Officers who raided an East Oakland house Monday discovered an indoor marijuana farm with more than 4,475 plants filling every room of an elegant two-story home, authorities said Tuesday.
Officers responded about 4:30 p.m. Monday to the home at 10320 Pearmain St. after a neighbor called police to check about a resident’s well-being, Lt. Kenny Whitman said.
Police saw two huge bags of marijuana seeds in plain view, Whitman said.
Then they looked inside the house.
“It was unbelievable,” Whitman said. “The entire house upstairs and downstairs was laden with plants, including the bathrooms and kitchen. Literally there was no place inside for anyone to live.”
The growing system was “the most elaborate system I’ve seen in 25 years,” he added.
There was no furniture in the new, spacious 2,700-square-foot, two-story house that looks out of place in the industrial area.
The entire house was devoted to marijuana-growing, Whitman said, adding that neighbors reported seeing people at the house only about once monthly.

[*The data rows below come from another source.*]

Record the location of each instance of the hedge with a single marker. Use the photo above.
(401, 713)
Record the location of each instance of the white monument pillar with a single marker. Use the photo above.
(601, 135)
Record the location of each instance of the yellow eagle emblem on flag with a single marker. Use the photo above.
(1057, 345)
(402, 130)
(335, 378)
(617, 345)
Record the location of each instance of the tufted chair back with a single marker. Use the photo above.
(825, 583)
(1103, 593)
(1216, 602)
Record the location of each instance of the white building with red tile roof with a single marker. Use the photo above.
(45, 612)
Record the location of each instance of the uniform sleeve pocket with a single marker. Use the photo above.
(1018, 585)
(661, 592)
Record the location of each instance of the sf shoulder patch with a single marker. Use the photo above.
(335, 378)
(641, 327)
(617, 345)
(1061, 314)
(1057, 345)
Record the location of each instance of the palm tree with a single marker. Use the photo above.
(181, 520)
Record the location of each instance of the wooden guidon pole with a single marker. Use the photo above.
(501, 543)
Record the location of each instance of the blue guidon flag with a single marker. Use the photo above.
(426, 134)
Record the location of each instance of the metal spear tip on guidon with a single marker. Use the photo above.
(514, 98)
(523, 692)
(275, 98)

Windows were sheet-rocked, electricity was bypassed for growing purposes and there was a sophisticated ventilation system inside, said Special Agent Casey McEnry, spokeswoman for the San Francisco branch of the federal Drug Enforcement Administration.

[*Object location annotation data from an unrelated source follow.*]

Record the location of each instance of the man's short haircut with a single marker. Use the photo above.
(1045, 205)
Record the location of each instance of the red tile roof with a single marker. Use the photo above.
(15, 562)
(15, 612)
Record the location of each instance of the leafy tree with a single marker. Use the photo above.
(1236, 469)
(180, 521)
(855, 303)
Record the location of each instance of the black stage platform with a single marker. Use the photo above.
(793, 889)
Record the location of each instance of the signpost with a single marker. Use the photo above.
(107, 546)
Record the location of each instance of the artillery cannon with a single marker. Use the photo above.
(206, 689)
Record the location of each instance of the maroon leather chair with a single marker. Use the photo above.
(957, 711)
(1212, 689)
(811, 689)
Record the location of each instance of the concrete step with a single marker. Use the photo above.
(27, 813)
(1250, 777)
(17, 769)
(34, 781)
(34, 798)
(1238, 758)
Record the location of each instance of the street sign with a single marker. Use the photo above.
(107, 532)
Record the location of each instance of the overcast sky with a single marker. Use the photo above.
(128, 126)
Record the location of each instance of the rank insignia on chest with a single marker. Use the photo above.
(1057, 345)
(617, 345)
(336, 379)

Federal agents arrived on the scene because an Oakland officer called in to the raid was assigned to the DEA task force.
“We assist in dismantling something that large,” McEnry said.

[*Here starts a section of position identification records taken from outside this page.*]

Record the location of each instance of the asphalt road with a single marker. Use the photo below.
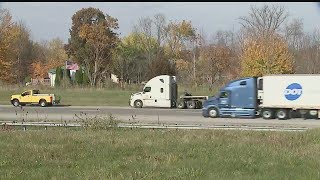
(144, 115)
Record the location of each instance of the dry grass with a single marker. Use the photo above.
(159, 154)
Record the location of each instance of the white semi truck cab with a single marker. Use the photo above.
(160, 91)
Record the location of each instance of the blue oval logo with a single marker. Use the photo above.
(293, 91)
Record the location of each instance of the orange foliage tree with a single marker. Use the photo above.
(267, 55)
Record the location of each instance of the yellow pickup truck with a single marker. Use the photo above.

Agents estimated the value of the plants at $3.5 million. No arrests were made and the investigation is continuing, McEnry said.
Agents seized a Mercedes Benz parked in the driveway and are still trying to determine the identity of the homeowner.
Federal agents were on their way Tuesday night to Oakland for a second time in as many days when police at 7:50 p.m. seized about 2,000 marijuana plants from a West Oakland indoor pot farm. They took two suspects into custody.
Police found marijuana plants growing in every room of every floor of the small warehouse space in West Oakland, Whitman said.
The warehouse was disguised as a photography studio, he said.
The Crime Reduction Team arrived and kicked in the door of the building, Whitman said. There police, after being called in by Officer James Fisher, found an eleborate setup of plants being grown, he said.
The setup was very similar to the earlier seizure in East Oakland -- not 24 hours earlier,” Whitman said.